Ketika aku gelisah akan Citra, aku menginginkannya, tapi juga takut, bahkan di saat aku merasa bingung, tiba-tiba Danita datang padaku.
Mungkin Danita hanya bertindak seolah-olah sudah berhenti bermain denganku, tapi aku sangat yakin kalau api yang sudah dinyalakan seperti ini, cepat atau lambat pasti akan membesar.
Sepanjang siang ini, aku hanya menghabiskan dengan melompat kegirangan di ruang tamu, aku bahkan tidak bisa menahan diriku untuk bersenandung, "Kita berjalan di jalanan, begitu riang dan bersemangat …."
Pada sore hari, Citra dan Axel pulang kerja bersama, mereka mampir di sebuah supermarket sebelum akhirnya tiba di rumah, banyak sayuran yang dibeli oleh mereka dan Citra pun langsung menyibukkan diri di dapur.
Lalu, Axel tiba-tiba mengajakku duduk di sofa dan berbincang pelan denganku, "Brian, terima kasih kamu sudah datang ke rumah ini, aku akhirnya bisa merasakan rumah yang sesungguhnya."
Awalnya aku tidak mengerti maksudnya, aku hanya menatapnya dengan linglung.
Axel tertawa, "Sebelum kamu datang ke sini, aku dan kakak iparmu sering makan di kafetaria dan restoran, jarang sekali masak di rumah. Dalam ingatanku, ini adalah pertama kalinya kulkas di rumah penuh."

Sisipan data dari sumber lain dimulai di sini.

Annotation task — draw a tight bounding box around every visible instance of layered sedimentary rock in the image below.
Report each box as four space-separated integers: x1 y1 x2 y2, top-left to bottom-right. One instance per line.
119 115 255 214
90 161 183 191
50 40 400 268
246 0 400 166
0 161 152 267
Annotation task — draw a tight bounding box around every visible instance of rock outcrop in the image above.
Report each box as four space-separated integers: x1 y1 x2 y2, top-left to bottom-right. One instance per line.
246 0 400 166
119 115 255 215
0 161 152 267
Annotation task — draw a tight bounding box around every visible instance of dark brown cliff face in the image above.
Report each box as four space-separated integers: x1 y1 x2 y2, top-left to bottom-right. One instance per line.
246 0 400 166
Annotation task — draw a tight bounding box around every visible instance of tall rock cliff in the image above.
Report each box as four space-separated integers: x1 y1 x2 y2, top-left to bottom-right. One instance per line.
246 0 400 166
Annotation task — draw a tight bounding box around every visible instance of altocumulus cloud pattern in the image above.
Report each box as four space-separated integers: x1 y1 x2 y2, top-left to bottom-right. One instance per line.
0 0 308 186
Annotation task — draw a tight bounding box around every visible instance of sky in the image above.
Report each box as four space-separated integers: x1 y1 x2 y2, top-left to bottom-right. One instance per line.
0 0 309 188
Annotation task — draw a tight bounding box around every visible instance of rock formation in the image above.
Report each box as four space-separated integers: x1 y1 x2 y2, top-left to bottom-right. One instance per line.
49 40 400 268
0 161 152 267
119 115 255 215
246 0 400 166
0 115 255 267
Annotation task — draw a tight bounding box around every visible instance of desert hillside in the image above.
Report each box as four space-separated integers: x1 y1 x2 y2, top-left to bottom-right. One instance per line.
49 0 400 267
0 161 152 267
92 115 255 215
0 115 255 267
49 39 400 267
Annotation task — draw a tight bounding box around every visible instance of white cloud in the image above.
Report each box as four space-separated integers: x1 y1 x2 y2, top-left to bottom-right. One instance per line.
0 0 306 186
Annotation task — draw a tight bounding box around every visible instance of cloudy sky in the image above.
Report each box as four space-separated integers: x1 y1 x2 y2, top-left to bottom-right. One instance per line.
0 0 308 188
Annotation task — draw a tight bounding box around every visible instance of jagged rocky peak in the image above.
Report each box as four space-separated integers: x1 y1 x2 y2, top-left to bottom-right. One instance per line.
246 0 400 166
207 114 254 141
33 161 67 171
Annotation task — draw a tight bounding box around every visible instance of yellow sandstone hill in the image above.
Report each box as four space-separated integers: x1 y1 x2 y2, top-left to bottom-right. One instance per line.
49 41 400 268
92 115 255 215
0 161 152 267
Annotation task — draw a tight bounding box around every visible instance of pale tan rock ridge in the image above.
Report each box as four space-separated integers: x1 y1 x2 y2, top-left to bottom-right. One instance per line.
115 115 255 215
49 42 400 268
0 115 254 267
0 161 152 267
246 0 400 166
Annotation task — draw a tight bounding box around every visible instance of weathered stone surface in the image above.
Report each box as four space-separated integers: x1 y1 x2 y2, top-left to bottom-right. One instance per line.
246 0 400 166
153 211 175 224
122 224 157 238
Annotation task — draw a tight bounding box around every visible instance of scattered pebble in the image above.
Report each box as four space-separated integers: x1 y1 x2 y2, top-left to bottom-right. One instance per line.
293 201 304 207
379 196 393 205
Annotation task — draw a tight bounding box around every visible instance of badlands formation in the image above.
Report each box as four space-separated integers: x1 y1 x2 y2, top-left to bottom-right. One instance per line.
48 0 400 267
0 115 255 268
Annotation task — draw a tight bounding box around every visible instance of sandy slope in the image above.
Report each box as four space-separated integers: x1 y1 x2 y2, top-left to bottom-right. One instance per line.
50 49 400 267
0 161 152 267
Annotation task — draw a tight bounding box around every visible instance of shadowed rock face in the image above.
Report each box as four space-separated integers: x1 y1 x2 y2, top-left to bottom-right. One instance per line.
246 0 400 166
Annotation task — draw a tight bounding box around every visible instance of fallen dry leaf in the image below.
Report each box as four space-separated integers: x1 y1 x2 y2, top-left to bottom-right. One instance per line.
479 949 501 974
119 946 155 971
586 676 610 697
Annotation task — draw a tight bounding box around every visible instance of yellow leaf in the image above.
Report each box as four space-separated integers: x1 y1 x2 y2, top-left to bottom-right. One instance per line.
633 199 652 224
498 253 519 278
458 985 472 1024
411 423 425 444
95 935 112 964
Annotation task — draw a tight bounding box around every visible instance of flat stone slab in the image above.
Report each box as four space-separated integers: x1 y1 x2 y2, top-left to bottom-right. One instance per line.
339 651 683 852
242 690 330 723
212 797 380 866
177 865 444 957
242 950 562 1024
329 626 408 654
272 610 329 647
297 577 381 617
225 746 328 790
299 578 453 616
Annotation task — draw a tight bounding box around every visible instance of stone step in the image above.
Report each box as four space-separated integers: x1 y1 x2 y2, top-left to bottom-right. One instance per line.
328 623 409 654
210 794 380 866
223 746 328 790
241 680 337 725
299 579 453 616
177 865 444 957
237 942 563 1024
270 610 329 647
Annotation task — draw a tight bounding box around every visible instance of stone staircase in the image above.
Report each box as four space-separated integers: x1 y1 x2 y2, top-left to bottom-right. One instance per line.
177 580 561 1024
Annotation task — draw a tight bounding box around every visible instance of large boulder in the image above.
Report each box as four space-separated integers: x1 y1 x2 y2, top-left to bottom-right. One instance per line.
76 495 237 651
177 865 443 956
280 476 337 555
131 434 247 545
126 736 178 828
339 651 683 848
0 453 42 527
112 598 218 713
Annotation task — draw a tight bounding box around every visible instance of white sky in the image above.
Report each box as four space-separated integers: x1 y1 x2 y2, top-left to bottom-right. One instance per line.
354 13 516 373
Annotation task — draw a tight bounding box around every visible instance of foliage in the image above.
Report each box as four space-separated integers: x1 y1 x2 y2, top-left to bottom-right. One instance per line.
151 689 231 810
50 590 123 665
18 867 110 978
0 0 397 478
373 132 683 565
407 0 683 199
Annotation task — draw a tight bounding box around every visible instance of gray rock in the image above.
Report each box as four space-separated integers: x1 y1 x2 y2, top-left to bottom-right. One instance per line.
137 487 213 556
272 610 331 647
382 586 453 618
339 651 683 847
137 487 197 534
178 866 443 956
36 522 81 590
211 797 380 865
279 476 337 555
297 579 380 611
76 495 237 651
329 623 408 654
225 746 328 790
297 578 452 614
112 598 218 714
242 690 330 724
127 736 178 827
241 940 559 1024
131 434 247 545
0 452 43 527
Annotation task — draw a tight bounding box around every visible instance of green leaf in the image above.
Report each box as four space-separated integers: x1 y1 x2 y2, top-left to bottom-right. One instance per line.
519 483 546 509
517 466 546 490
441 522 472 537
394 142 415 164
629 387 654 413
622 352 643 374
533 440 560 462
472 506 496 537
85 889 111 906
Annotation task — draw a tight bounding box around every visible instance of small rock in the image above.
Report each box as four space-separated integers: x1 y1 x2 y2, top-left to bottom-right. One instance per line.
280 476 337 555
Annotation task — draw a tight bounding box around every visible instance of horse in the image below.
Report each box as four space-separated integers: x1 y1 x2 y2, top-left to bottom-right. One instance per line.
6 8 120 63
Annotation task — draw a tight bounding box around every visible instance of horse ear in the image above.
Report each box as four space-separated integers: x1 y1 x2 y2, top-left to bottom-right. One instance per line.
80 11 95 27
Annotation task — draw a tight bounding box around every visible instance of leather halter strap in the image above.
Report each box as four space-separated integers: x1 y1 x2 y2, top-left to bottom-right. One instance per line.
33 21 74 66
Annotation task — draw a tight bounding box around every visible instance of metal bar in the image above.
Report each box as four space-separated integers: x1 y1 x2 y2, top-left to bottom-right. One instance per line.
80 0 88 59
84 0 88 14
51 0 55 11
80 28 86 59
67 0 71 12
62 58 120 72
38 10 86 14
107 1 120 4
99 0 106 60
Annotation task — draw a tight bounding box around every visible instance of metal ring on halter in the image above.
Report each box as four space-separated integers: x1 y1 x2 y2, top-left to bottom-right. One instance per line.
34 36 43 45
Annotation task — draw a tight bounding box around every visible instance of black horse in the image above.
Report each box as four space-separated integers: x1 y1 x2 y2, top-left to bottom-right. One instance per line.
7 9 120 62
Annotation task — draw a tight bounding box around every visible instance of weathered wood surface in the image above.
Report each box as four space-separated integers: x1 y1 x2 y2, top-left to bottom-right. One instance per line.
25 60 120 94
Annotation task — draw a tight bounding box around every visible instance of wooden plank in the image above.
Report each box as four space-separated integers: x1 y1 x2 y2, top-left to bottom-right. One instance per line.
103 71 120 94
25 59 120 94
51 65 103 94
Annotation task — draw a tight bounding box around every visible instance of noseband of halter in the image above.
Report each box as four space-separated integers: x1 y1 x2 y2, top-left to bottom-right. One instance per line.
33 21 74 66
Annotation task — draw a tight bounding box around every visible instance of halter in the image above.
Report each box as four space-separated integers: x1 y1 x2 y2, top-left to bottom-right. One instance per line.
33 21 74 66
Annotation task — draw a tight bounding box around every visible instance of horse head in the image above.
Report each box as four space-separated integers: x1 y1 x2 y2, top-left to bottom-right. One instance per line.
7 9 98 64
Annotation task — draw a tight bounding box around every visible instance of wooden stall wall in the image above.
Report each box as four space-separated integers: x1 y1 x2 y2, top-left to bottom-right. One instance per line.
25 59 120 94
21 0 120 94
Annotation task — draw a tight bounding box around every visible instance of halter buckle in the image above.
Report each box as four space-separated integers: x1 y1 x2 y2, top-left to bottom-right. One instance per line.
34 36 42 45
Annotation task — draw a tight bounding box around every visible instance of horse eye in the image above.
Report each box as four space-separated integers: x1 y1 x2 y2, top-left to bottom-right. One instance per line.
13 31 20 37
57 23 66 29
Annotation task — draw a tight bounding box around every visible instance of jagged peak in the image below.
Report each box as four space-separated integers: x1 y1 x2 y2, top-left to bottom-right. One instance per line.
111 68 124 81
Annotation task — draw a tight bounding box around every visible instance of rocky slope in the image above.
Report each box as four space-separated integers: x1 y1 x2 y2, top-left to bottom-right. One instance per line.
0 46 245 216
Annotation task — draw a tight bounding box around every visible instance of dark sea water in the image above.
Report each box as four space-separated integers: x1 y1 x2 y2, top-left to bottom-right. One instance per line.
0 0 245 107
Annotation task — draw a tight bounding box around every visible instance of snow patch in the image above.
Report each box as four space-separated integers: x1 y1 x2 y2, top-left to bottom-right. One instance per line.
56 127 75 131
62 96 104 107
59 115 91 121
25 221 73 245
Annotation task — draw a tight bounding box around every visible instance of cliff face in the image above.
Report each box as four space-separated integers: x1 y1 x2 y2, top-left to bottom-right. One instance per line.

Aku pun langsung tersenyum, tapi merasa canggung, "Kak, aku benar-benar tidak tahu harus bagaimana untuk berterima kasih padamu dan Kak Citra, kelak setelah aku bekerja …."
"Jangan mengungkit masalah uang denganku!" Axel seperti sudah tahu apa yang hendak aku katakan, "Brian, kita ini berasal dari Keluarga Hariman di desa dan hanya kita berdua yang berhasil menjadi mahasiswa, aku sungguh tidak berdaya selama ini karena dikontrol dengan ketat oleh istri. Kalau suatu saat nanti kamu sudah sukses, maka kamu harus membantu semua orang yang ada di desa, jangan biarkan mereka menganggap kita kacang lupa kulitnya."
"Tenang saja, Kak! Aku tidak akan lupa akan diriku yang berasal dari Keluarga Hariman!"
Pada jam makan, kami masih tetap duduk seperti posisi saat makan siang, Citra lagi-lagi mencari bahan untuk mengobrol dengan Axel.
Untuk waktu yang sama, kakinya lagi-lagi beraksi di bawah meja.
Entah aku atau dia yang terlalu jauh dari meja, kali ini kakinya tidak berhasil menyentuh kakiku, dia hanya menyentuh kaki kursiku saja.
Namun, siapa sangka Citra masih sempat-sempatnya membelalak ke arahku ketika Axel tidak memperhatikannya.
Aku langsung menundukkan kepala, kemudian mendekatkan kursiku ke depan.
Telapak kakinya terus menyusuri kakiku ke atas, ekspresinya langsung membaik ketika dia berhasil melakukannya.